第十章 见面
见面那天,芹儿穿了一件新褂子。
褂子是后娘给她做的,蓝底白花,布是新买的,花了两块钱,是后娘从镇上的布店里扯的,布面上印着小碎花,白白的,蓝蓝的,看着就干净。后娘给她裁的,裁得合身,不肥不瘦,不长不短,穿在身上正好。
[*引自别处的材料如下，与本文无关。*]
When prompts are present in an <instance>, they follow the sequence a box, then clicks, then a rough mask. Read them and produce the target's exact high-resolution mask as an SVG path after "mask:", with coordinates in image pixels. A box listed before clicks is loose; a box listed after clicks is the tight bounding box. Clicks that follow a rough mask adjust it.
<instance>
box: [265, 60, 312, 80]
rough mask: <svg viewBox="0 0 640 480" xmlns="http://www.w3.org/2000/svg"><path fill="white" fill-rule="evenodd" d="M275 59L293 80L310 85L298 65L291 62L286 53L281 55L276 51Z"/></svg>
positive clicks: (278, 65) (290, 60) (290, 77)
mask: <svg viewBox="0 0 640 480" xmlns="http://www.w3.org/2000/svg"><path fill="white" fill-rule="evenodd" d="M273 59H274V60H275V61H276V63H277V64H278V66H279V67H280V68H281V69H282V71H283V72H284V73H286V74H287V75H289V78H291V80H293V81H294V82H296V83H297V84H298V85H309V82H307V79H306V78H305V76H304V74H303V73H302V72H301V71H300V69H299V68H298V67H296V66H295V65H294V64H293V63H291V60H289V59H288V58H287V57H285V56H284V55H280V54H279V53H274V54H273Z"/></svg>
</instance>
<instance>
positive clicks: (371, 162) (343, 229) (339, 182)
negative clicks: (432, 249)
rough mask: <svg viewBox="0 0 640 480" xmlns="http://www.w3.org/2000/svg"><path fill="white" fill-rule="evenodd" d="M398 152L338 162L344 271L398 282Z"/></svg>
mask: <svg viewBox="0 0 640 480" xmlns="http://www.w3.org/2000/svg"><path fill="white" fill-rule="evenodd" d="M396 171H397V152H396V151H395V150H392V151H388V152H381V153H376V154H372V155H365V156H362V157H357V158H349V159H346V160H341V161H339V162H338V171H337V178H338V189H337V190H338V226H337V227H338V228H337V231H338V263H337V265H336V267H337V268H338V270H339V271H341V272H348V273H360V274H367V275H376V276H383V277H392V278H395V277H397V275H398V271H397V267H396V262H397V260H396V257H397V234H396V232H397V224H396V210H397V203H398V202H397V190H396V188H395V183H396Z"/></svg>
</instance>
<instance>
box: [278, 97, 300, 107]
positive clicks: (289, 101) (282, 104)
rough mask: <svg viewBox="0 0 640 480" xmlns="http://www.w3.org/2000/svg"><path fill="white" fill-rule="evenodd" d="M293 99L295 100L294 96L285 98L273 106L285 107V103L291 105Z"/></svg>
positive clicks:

后娘还给她缝了盘扣,盘扣是布做的,盘得整整齐齐,扣上以后严丝合缝的。
后娘还给她梳了头,把两条辫子扎得紧紧的,用红头绳系着,红头绳是新的,红红的,像两根小辣椒。后娘还给她扑了点粉,粉是廉价的雪花膏,香香的,扑在脸上白白的,看着精神。
"芹儿,紧张不?"后娘一边给她梳头一边问,梳子是木梳,旧了,齿都磨圆了,梳在头上不疼。
芹儿坐在镜子前,镜子是小圆镜,镶着塑料框,旧了,镜面都花了,照出来的人影模模糊糊的。她看着镜子里的自己,脸红红的,像熟透的苹果,"有点。"
后娘笑了,笑得很温和,"紧张啥,就是见个人,合适就处,不合适拉倒,又不是逼你嫁。别害怕,啊?"
芹儿点点头,"嗯。"
后娘又说,"到了三姑家,别光低着头不说话,人家问你啥你就答啥,大大方方的,别怯场。他要是问你啥,你就实话实说,别隐瞒,也别夸大,实诚点,实诚人招人喜欢。"
芹儿说,"嗯,我知道了。"
后娘从兜里掏出两块糖,糖是水果糖,橘子味的,纸是橘红色的,塞给芹儿,"拿着,路上吃,解解闷。"
芹儿接过糖,"谢谢婶子。"
后娘摆摆手,"谢啥,快去吧,别迟到了,第一次见面,迟到了不好,人家会觉得你没诚意。"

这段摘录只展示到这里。